I experimented with a few other stacks. I tried the static HTML + dynamic marker approach in Rust (Actix) — caching the shell and letting the frontend hydrate the SPA worked beautifully. I also experimented with Erlang’s Yaws, using persistent_term for caching, which was actually where the idea first clicked for me.
That’s when I thought: “Huh… if this can be done there, why not in C++?” Go Fiber was fun for prototypes, and Rust (Axum, Actix) was powerful, but I wanted to explore modern C++. One weekend, I stumbled upon an article about C++’s new features — smart pointers, co_await, coroutines — and it hit me. C++ had evolved tremendously in the past 20+ years. Could I build something high-performance, scalable, and modern in C++?

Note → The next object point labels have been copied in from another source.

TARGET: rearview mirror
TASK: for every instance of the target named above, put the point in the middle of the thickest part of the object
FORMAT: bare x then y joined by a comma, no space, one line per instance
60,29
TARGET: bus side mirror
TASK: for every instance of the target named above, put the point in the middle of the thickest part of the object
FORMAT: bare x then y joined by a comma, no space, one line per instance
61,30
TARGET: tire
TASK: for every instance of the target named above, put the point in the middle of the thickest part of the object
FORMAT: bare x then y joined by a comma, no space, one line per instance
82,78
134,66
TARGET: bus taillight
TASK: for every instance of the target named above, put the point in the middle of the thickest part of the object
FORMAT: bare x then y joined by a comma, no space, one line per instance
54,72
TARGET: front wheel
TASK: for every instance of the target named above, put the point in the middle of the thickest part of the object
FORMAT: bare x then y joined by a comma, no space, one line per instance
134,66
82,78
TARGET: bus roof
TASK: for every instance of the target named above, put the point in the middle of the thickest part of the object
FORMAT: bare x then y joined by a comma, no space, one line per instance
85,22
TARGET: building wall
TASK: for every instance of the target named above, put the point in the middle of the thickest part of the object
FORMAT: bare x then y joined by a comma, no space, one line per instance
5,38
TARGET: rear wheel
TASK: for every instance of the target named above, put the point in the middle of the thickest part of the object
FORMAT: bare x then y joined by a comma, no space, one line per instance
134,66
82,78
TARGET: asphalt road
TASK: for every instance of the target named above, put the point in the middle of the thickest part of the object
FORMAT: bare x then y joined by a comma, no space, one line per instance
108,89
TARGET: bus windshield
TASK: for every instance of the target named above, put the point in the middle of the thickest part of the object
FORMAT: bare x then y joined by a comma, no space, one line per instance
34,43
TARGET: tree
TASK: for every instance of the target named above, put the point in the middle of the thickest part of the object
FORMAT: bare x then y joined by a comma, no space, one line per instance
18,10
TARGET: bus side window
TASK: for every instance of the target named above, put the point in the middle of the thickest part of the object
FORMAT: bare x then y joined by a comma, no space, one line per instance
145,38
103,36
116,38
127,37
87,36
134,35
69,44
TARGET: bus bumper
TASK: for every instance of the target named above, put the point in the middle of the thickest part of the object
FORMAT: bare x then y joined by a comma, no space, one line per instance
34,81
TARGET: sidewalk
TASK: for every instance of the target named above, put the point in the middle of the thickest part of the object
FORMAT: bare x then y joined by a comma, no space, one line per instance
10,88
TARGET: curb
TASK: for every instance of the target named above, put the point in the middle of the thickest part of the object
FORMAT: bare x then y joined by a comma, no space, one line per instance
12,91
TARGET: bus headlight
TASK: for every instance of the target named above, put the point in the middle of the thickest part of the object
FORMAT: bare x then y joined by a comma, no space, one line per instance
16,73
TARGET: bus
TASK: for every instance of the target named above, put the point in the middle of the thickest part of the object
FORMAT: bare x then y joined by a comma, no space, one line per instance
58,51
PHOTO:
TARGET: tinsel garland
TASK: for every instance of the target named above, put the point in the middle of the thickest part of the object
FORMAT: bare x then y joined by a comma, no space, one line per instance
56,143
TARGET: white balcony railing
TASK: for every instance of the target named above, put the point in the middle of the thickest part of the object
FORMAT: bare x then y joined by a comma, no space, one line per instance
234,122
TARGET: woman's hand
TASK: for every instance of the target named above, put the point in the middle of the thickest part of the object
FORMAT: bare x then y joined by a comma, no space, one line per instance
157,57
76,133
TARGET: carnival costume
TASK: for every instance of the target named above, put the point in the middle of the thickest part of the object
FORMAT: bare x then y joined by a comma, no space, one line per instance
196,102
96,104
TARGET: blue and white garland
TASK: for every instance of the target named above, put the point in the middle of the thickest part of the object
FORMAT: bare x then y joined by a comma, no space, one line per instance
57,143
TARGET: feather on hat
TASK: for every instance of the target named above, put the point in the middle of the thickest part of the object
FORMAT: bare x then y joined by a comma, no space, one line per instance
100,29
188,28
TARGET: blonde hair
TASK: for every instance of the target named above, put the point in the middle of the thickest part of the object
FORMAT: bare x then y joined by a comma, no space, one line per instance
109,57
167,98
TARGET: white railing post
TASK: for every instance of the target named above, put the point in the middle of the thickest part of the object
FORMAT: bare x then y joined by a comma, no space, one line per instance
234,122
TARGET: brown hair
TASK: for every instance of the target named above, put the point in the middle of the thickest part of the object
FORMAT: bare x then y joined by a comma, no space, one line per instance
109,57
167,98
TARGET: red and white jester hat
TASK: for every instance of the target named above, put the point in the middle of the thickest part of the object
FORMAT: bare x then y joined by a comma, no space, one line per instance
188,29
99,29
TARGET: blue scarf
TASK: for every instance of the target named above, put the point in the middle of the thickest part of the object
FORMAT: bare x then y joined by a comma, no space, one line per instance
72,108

The answer was yes, and that’s how my journey with Drogon C++ and Vue Naive UI began.
Architecture Overview
The architecture grew from a simple idea: serve a fast, server-rendered HTML shell, then hand off interactivity to the SPA. Here's how it works in practice:
Template Caching System
I built a TemplateCache singleton in C++ that loads the static HTML shell once, splits it at a dynamic marker (<!--APP_MARKER-->), and caches it in memory. This makes per-request rendering nearly free:
auto [before, after] = TemplateCache::instance().get();
std::string body = before;
body += "<div id=\"app\" data-initial-route=\"" + path + "\"></div>";
body += after;
Key Components
Server-side control – The backend holds the routes, knows the state of the application, and serves the initial page. No CORS issues, no REST API boilerplate just to get started.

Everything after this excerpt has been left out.